James Baldwin has a London hit play


LONDON -- Some of the most thrilling singing on the current London stage is not in a musical but a 35-year-old play about a 'store-front' church in New York's Harlem.

The first 20 minutes of James Baldwin's 'The Amen Corner' is almost non-stop singing -- vibrant, rythmic hot gospel sung by the congregation of a fundamentalist church.


Music runs like counterpoint throughout Baldwin's 1952 play, which has been so extravagantly praised here that a New York producer is reported to be planning a Broadway production.

The play focuses on a church run with an iron hand by its pastor, Sister Margaret, where gospel singing is as important as gospel preaching. Sister Margaret's music-student son plays piano for her music-filled services, and her estranged husband -- she walked out on him 10 years earlier -- is a jazz trombonist.

Swaying, tambourine-shaking gospel music is part of James Baldwin's personal heritage. The black American novelist ('Go Tell It On The Mountain') and essayist ('The Fire Next Time') is the son of a Harlem preacher and was a teenage evangelist himself.

'I wanted to see if I could put the church I knew on stage and make it work,' Baldwin, 62, says now.


He does it so well that the audience cheered him in his stageside box at his play's recent first night in London's West End. Its appearance there defies astronomical odds.

First of all, Baldwin is hardly known as a playwright. He has written 17 books but only two plays, with a third now in the works. 'Amen Corner,' his first, was written as a youthful exile in Paris.

It took 13 years after it was written to reach Broadway, and did not do well. Baldwin says it is now performed regularly in the United States.

This English revival originated with a 6-year-old ethnic troupe called Carib Theater, formed for 'black actors, writers, designers, directors' and based in a working-class area of north London. The chance of Carib Theater products moving into the West End must be close to zero.

What's more, Carib first staged it in a 200-seat converted dance hall called the Tricycle Theater, also far from downtown lights. The 8-year-old Tricycle has fed productions to television but is hardly known as a source for West End dramas.

Baldwin's play demands a cast of 20, suicidal in today's theater economics. All 20 are black, a rarity in a country where black theater talent is scandalously under-used. Its basis is fundamentalist, old-time religion, hardly the stuff of box office magic.
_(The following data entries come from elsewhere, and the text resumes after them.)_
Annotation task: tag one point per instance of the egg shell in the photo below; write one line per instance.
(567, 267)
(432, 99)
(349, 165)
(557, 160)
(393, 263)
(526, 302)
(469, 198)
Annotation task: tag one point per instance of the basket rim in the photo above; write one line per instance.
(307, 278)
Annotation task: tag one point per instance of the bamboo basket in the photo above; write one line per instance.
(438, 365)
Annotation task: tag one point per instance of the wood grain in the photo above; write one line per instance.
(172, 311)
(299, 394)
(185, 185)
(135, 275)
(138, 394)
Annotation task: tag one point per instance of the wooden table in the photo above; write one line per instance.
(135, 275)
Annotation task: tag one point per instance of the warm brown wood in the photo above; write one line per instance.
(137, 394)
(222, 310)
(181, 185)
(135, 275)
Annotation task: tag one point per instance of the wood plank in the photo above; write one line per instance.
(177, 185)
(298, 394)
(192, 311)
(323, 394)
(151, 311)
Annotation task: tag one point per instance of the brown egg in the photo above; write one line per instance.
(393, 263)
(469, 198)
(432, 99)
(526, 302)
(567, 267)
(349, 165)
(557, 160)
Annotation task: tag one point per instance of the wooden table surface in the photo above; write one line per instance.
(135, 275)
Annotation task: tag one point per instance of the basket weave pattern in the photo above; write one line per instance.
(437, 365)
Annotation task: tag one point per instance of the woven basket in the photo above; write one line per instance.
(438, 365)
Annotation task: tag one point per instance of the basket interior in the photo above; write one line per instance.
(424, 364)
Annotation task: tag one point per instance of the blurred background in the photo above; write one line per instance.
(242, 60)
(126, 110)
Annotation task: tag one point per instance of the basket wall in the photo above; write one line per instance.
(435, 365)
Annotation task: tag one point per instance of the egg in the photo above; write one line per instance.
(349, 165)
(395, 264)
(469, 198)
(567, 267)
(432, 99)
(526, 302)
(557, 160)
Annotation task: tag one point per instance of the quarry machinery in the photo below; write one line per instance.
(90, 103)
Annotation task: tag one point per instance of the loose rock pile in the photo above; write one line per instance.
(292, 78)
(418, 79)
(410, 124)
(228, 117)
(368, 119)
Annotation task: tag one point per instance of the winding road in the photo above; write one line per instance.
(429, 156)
Yet when all these obstacles were overcome, what was the result?

'The answer to every playgoer's prayer,' said the Daily Telegraph.

'A great evening,' said the London Times.

'An experience on the grand scale,' said the Independent.

'One of the best plays I've seen in a long while,' said the Sunday Express.

Baldwin's play and its powerful music create a rare rapport between audience and cast, despite a plot with melodramatic, soap opera elements.

When Sister Margaret's estranged husband lurches back into her life it sets up three confrontations -- between the pastor and her congregation, with her son and with the husband himself. Sister Margaret loses all three.

Baldwin cannot avoid an almost maudlin sentimentality in these conflicts. But his novelist's skill keeps a delicate touch, best shown in the congregation's revolt -- cloaked in expressions of pure piety - against Sister Margaret's stern rule.

And as one jubilant critic wrote, 'Baldwin's wit, the poetry of his firey prose and company performances of complete conviction make what might be a maundering polemic a triumph.'

'Company performances' is a key phrase. Carmen Munroe as Sister Margaret, American Al Matthews as her husband and Sylvester Williams as her son are outstanding individually. So is American Stacey Zuckerman's wickedly observed portrait of a sexy church rebel.


But 'The Amen Corner' is fundamentally a demonstration of Ensemble Power. The 17-strong congregation brilliantly catches the look and atmosphere of a black American church. And it sings with such angelic power that audiences can barely refrain from clapping out the beat.